ORDER (sitting by designation):
On May 23, 2018, after a jury trial, the defendant was convicted of 26 counts of distribution oxycodone and two counts of distributing oxycodone causing death in violation of 21 U.S.C. § 841(a)(1), (b)(1)(C). Dkt. No. 198. After trial, the Court remanded the defendant to await sentencing. May 24, 2018 Trial Tr. at 2489. Thereafter, the defendant filed a motion for a new trial under Federal Rule of Criminal Procedure 33, and the Court continued the sentencing date until that motion is decided. Dkt. No. 215. On May 8, 2020, the defendant filed a motion for release from custody based on the COVID-19 pandemic, Dkt. No. 253. In that motion, the defendant seeks release under a variety of statutes—specifically, 18 U.S.C. §§ 3141(b), 3143(a), 3622—as well as under Federal Rule of Criminal Procedure 33. The Government filed its opposition to that motion on May 15, 2020, Dkt. No. 256, and the defendant filed his reply on May 20, 2020, Dkt. No. 258. For the reasons set forth below, the defendant's motion is denied.
In his "Notice of Motion," the defendant also asserts that he should be released under 28 U.S.C. § 2241 or sentenced to home confinement under 18 U.S.C. §§ 3621, 3624. Dkt. No. 253. However, the defendant does not provide any argument in his memorandum or reply papers why his motion should be granted under these statutes. Thus, they are not analyzed separately and are denied.
The Bail Reform Act, 18 U.S.C. § 3143(a)(1), provides that
the judicial officer shall order that a person who has been found guilty of an offense and who is awaiting imposition or execution of sentence . . . be detained, unless the judicial officer finds by clear and convincing evidence that the person is not likely to flee or pose a danger to the safety of any other person or the community if released under section 3142(b) or (c). If the judicial officer makes such a finding, such judicial officer shall order the release of the person in accordance with section 3142(b) or (c).18 U.S.C. § 3143(a)(1). This statute "establishes a presumption in favor of detention." United States v. Abuhamra, 389 F.3d 309, 319 (2d Cir. 2004) ("Once guilt of a crime has been established in a court of law, there is no reason to favor release pending imposition of sentence or appeal." (internal quotation marks omitted)).
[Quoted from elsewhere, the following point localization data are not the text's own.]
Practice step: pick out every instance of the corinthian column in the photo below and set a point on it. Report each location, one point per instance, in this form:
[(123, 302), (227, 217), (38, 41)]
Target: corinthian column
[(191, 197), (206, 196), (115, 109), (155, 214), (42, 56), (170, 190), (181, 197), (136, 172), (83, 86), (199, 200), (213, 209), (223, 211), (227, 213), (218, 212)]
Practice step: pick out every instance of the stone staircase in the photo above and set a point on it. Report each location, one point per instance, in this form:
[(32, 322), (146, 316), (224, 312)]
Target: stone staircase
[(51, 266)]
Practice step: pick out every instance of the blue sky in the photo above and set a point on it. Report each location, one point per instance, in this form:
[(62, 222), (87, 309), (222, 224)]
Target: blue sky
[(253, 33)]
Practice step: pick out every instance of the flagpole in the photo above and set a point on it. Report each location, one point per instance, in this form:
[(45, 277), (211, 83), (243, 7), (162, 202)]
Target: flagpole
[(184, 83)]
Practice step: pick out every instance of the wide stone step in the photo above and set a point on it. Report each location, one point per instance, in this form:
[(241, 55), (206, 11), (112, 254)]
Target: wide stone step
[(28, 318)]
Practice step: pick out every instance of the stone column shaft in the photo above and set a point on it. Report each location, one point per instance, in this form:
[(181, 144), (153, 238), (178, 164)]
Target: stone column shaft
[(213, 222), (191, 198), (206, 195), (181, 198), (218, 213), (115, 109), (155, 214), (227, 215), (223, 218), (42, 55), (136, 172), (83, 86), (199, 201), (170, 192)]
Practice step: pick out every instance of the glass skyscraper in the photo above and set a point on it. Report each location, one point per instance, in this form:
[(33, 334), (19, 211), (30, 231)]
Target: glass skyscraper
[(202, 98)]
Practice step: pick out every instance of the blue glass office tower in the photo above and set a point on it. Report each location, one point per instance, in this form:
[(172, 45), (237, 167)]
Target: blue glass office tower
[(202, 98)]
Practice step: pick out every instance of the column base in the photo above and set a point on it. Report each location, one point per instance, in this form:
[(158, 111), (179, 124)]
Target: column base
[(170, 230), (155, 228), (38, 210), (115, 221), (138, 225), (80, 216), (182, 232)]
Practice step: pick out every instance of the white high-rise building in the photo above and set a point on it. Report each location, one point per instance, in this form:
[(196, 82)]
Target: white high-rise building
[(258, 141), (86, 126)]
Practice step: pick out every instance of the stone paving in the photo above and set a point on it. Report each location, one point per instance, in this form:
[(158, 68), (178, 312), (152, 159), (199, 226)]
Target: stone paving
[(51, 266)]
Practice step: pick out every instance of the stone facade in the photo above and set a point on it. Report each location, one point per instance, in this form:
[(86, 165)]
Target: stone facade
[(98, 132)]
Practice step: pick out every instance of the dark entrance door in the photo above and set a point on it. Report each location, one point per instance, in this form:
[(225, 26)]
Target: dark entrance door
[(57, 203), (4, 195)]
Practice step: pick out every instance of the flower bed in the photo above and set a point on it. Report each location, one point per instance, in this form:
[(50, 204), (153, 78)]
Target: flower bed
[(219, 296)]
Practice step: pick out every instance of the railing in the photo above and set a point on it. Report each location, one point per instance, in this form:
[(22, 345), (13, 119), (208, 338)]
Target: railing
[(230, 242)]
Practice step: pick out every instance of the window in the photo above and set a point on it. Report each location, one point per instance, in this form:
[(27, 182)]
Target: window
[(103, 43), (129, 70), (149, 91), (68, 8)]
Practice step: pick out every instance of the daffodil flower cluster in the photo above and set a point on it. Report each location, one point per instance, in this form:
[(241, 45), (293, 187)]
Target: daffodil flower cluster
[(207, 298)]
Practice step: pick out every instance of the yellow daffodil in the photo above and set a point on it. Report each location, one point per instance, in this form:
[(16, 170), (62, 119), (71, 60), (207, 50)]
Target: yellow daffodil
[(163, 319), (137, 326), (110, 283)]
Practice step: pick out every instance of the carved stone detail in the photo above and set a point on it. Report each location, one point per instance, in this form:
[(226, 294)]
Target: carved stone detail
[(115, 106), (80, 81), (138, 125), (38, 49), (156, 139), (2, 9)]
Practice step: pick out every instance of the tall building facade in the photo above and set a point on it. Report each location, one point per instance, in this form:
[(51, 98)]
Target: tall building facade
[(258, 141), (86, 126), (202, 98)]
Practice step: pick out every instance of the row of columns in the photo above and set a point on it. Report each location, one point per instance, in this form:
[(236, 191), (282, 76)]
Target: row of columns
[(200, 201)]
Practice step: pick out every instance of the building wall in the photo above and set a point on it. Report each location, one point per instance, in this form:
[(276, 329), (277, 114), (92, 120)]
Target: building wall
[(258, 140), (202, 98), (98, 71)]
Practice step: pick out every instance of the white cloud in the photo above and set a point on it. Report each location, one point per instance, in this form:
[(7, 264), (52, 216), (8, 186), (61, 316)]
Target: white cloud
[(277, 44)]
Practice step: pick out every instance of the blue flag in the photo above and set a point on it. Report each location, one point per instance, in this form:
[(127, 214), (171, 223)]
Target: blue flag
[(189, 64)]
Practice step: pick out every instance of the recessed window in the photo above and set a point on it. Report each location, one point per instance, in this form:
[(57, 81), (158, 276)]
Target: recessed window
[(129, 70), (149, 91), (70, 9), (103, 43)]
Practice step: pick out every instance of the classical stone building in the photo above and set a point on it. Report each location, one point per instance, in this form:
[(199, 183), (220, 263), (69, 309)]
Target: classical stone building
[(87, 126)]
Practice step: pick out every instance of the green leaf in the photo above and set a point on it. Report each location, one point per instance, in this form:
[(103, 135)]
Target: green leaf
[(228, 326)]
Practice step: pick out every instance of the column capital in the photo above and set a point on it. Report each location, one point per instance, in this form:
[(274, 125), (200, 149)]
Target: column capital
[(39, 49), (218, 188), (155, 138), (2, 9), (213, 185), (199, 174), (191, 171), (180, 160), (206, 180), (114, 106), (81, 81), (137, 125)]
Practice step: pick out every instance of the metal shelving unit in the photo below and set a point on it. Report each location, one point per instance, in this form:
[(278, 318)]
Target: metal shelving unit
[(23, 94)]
For crimes involving controlled substances for which a maximum term of imprisonment of ten years or more is prescribed, § 3143(a)(2) sets forth an additional requirement for bail pending sentencing:
judicial officer shall order that a person who has been found guilty of an offense in a case described in subparagraph (A), (B), or (C) of subsection (f)(1) of section 3142 and is awaiting imposition or execution of sentence be detained unless -18 U.S.C. § 3143(a)(2), Section 3142(f)(1)(C) references "an offense for which a maximum term of imprisonment of ten years or more is prescribed in the Controlled Substances Act (21 U.S.C. 801 et seq.)." 18 U.S.C. § 3142(f)(1)(C). The defendant was found guilty of crimes under the Controlled Substances Act that trigger § 3143(a)(2).
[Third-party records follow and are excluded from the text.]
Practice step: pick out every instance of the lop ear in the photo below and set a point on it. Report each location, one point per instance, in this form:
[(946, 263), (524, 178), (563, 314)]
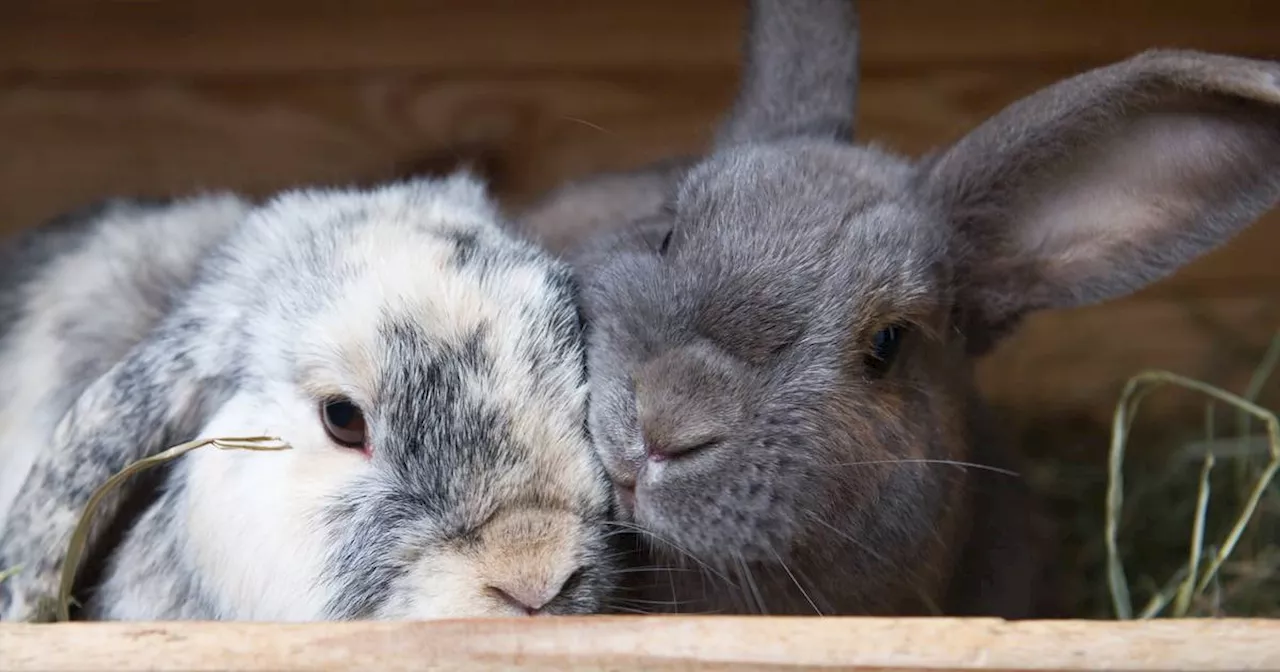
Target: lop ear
[(1106, 182), (160, 394), (799, 72)]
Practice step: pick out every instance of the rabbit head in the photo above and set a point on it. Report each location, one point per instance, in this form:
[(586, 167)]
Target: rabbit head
[(781, 352), (428, 373)]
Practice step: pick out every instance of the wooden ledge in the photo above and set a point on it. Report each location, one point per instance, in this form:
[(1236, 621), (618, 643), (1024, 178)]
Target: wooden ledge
[(650, 643)]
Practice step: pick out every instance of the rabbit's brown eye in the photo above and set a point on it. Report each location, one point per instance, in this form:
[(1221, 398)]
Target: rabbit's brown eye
[(885, 346), (666, 242), (344, 423)]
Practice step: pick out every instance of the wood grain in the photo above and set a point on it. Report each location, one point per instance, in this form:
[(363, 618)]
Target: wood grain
[(104, 97), (72, 142), (649, 643)]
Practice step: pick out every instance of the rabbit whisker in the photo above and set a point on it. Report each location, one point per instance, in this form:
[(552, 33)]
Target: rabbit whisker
[(949, 462), (794, 580), (681, 551)]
(A)(i) the judicial officer finds there is a substantial likelihood that a motion for acquittal or new trial will be granted; or
(ii) an attorney for the Government has recommended that no sentence of imprisonment be imposed on the person; and
(B) the judicial officer finds by clear and convincing evidence that the person is not likely to flee or pose a danger to any other person or the community.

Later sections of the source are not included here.